# Number of embeddings in algebraic closure

I'm having trouble following the details of the discussion on pages 9 and 10 of Neukirch's algebraic number theory book.

Suppose $L$ is a separable extension of $K$ with degree n. Consider the set of embeddings of $L$ into $\bar K$, the algebraic closure of $K$, that fix $K$ (K-embeddings). Why are there $n$ embeddings in this set?
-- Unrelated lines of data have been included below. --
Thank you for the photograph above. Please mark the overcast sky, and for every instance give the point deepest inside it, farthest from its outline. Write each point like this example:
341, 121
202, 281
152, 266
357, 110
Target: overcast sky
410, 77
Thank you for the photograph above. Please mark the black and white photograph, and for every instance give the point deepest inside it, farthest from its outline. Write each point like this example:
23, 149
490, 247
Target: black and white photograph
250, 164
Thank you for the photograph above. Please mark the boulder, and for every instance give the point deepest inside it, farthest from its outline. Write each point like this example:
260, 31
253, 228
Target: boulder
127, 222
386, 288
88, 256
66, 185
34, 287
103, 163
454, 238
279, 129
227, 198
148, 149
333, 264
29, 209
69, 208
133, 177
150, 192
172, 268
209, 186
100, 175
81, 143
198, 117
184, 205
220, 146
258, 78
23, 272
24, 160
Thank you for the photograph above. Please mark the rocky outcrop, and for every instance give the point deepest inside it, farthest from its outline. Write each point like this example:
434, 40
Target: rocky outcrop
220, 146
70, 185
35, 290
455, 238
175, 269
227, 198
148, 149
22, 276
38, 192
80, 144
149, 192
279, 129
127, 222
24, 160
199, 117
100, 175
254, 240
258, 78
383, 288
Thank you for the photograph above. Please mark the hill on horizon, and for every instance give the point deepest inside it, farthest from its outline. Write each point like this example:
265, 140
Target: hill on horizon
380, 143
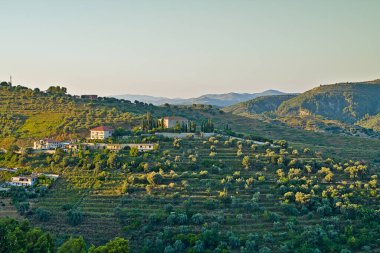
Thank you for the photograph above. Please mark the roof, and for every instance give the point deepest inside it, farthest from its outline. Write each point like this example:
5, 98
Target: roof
50, 140
102, 128
27, 176
175, 118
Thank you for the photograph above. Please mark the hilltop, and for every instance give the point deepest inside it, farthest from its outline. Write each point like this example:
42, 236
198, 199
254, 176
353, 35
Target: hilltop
30, 114
259, 105
346, 102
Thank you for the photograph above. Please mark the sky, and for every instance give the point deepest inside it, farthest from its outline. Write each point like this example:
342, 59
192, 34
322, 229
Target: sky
188, 48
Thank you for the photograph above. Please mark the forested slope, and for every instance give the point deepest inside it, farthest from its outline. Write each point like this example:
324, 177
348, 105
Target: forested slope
347, 102
259, 105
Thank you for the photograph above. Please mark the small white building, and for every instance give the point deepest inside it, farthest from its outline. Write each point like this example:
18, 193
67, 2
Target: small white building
142, 146
101, 133
24, 180
48, 144
172, 121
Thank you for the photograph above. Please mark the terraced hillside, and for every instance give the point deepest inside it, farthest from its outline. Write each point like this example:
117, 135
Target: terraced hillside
218, 193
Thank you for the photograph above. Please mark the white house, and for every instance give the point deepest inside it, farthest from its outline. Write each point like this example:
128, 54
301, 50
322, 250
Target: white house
24, 180
101, 133
172, 121
142, 146
48, 143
EDIT: Also, consider some element $x\in L$. Let $d$ be the degree of $L$ over $K(x)$ and $m$ be the degree of $K(x)$ over $K$. Why are the $K$-embeddings of $L$ partitioned by the equivalence relation

$$\sigma\sim\tau\ \Leftrightarrow\ \sigma x = \tau x$$

into $m$ equivalence classes of $d$ elements each?
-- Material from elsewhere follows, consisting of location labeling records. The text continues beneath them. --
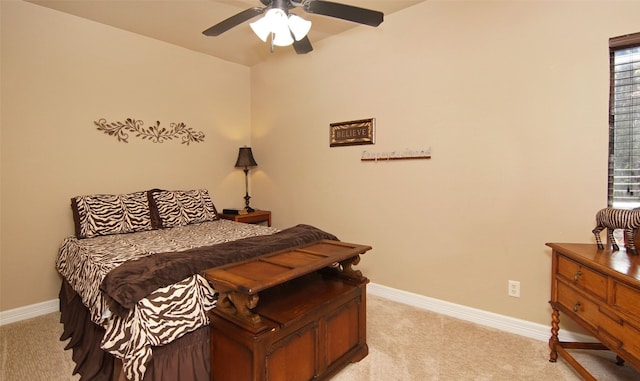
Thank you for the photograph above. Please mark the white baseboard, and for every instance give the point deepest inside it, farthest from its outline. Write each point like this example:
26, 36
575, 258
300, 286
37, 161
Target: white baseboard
504, 323
28, 312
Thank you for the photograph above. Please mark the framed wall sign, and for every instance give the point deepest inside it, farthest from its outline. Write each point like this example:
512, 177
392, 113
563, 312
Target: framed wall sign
352, 133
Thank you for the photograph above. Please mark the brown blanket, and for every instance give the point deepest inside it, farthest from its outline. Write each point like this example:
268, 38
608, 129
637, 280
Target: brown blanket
125, 285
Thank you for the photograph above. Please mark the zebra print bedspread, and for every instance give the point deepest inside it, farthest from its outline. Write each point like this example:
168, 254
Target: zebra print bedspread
162, 316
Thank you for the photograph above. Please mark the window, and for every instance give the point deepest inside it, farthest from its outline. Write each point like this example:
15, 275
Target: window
624, 122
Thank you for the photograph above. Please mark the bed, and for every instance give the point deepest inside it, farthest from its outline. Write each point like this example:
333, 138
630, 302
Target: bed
133, 302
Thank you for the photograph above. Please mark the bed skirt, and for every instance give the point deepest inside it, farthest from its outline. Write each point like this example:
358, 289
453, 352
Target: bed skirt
186, 359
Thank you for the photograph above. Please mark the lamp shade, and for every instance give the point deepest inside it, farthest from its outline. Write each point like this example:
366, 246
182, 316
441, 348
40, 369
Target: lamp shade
280, 26
245, 158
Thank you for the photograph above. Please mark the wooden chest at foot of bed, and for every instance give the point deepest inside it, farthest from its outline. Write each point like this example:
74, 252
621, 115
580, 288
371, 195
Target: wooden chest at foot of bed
308, 327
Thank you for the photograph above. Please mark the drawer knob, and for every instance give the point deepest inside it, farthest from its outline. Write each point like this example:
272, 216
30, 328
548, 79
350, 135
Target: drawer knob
576, 306
576, 277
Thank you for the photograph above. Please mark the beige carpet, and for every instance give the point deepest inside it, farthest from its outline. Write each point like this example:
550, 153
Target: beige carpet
405, 344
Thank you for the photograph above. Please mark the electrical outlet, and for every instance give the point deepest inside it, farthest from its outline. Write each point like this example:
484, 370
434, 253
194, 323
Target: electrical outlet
514, 288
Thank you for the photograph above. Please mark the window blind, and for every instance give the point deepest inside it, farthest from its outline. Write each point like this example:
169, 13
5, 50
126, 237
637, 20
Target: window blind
624, 122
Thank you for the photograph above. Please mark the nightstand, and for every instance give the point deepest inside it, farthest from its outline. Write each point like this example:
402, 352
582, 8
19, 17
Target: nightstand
254, 217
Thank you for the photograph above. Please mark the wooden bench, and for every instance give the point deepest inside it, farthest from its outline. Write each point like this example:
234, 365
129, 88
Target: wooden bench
291, 315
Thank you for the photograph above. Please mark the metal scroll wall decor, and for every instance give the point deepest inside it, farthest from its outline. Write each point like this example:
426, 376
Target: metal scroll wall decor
155, 133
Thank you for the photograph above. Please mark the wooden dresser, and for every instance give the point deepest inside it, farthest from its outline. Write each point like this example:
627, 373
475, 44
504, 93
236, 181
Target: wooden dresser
599, 290
293, 315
• Use the primitive element theorem. – Qiaochu Yuan Jun 9 '12 at 23:31
• For the second question, apply the first result to $L$ as an extension of $K$ and then to $L$ as an extension of $K(x)$. – Qiaochu Yuan Jun 9 '12 at 23:49
• Where exactly are you in that page 11 in Neukirch's book? I've the 1999 edition of the book and in page 11 he talks about discriminant, proposition 2.8 ...so where are you? – DonAntonio Jun 10 '12 at 2:12

The idea behind the proof is that for a field $K$ and an element $\alpha \in \bar{K}$, the roots of the minimal polynomial of $\alpha \in \bar{K}$ are exactly the conjugates of $\alpha$ over $K$. Then taking $L = K(\alpha)$ each conjugate of $\alpha$ defines a unique embedding from $L$ to $\bar{K}$. Since $[L: K] = n$, there are $n$ distinct embeddings.

For the full details of this proof look at Lemma 5.17 and Theorem 5.18 of this.

• What is the name of this book? – Fawzy Hegab May 18 '18 at 20:52

I'll provide a slightly different solution to your second question. Assuming that $\#\text{Hom}(L,\bar K)=n$, let $x=x_1,\dots,x_m\in \bar K$ be the conjugates of $x$ (i.e., the roots in $\bar K$ of the minimal polynomial $m_{x,K}(t)$ for $x$ over $K$). Recall that each of the $m$ isomorphisms $K(x)\rightarrow K(x_j)$ extend to $d$ isomorphisms $L=K(x,\theta)\rightarrow K(x_j,\theta_k)$ where $\theta\in \bar K$ is a primitive element for $L$ over $K(x)$ (i.e. $L=K(x,\theta)$) and $\theta=\theta_1,\dots,\theta_d$ are its conjugates. (This is Theorem 8 in section 13.1 of Dummit and Foote.) This accounts for all $n=md$ embeddings $L\rightarrow \bar K$ via $L=K(x,\theta)\rightarrow K(x_j,\theta_k)\rightarrow\bar K$, where the last map is inclusion. Thus, what we find is that for each $1\leq j \leq m$ there are $d$ embeddings $\sigma:L\rightarrow \bar K$ with $\sigma: x\mapsto x_j$. Hence there are $m$ equivalence classes, each with $d$ elements.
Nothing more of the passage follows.